Был у нас в церкви один парень – пономарил в алтаре. На исповеди я батюшке пожаловалась на судьбу и открылась, что хочу выйти замуж. И он мне того алтарника и предложил. Подумала: ну, значит, то воля Божья.
– Парнишка он хороший, скромный. Что важно, из православной семьи, в семинарии учится, – сказал батюшка. – Брак это таинство, это не вот это вот «люблю» и прочее, это подвиг. Потому верующим друг с другом надо быть, вместе спасаться. Ну, как, согласна?
– Согласна… – кивнула я и уже через месяц оказалась замужем.
Звали моего мужа Кирилл. Он был худенький, угловатый немного и всегда чуть-чуть простуженный. Говорил в нос, что ли. На лице едва чернела юношеская поросль. Прыщики кое-где. Но в целом парень как парень.

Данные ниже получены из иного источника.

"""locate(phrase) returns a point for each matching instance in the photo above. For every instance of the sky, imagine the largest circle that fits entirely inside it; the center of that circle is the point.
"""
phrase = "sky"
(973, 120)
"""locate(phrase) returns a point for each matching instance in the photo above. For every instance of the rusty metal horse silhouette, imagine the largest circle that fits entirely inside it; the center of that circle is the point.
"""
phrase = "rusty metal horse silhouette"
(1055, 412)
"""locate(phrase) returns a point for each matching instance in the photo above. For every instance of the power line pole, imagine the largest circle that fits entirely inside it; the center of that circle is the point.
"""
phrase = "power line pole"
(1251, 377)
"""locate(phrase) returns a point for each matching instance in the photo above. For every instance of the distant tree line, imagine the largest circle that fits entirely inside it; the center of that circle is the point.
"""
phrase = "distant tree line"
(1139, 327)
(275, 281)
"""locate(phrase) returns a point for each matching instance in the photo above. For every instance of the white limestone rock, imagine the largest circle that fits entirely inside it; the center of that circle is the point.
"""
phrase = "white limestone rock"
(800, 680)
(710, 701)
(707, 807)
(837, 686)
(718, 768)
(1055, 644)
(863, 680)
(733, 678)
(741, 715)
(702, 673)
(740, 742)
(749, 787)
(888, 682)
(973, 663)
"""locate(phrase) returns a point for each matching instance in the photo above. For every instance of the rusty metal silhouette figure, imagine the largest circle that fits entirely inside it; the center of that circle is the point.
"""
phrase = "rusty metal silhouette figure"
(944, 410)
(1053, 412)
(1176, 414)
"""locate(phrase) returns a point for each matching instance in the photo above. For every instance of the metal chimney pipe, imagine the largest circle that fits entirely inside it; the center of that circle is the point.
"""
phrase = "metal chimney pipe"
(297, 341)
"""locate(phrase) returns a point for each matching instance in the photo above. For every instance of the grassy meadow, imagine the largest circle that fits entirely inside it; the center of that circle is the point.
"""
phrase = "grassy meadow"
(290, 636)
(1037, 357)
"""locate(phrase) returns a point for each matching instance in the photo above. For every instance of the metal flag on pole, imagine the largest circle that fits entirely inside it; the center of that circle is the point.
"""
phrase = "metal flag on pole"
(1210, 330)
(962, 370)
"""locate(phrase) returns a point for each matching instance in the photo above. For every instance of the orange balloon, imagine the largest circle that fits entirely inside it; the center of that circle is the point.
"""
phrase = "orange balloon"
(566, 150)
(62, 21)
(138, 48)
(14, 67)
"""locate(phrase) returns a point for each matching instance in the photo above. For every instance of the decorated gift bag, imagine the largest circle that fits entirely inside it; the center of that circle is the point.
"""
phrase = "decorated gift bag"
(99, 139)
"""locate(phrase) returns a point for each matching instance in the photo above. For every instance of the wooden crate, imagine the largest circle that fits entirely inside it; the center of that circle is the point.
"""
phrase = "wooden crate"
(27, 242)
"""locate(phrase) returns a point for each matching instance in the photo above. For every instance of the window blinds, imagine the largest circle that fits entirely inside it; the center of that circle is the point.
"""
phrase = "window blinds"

Вышло так, что ему обязательно надо было жениться, чтобы его в тот же год рукоположили в священники. Потому всё и произошло быстро – без раздумий, свиданий и всего, что обычно бывает у нормальных людей. Я несколько раз была у него дома, виделась с его родителями, пару раз гуляли с ним вечером и как-то поцеловались, вот и вся история любви.
Мой отец приходил на свадьбу, подарил десять тысяч рублей. Мама не приехала. Я сидела за праздничным столом, в белом платье, но на душе было одиноко и тревожно, из-за чего хотелось плакать, но я давила слёзы и улыбалась. Так, как улыбаются конченые дурочки.
Кирилл вроде мало пил за столом, но всё равно стал пьяным. А я до этого никогда не видела его таким. Ночью, в спальне, он долго сидел голый по пояс на стуле, тяжело свесив голову. А я не знала, что мне делать.
Наконец он поднял голову, посмотрел на меня пустыми глазами и проворчал так, будто бы сто лет уже был моим мужем, – глухо, но властно:
– Чего сидишь? Ложись давай.
Я разделась и легла. Он снял брюки, выключил свет и лёг рядом.
В темноте спросил:
– Ты девственница?
– Да, – ответила я, и это было сущей правдой, но он засомневался:
– Что, правда ни с кем ничего не было до меня?
– Ну, как ничего… Но этого не было.
Я говорила тихо, а сердце стучало так сильно и гулко, что казалось, словно слова тонут в сердечном гуле и ничего не слышно.
– А что было?
– Ну, так… Целовалась и…
– Трогал кто-нибудь тебя? – перебил он.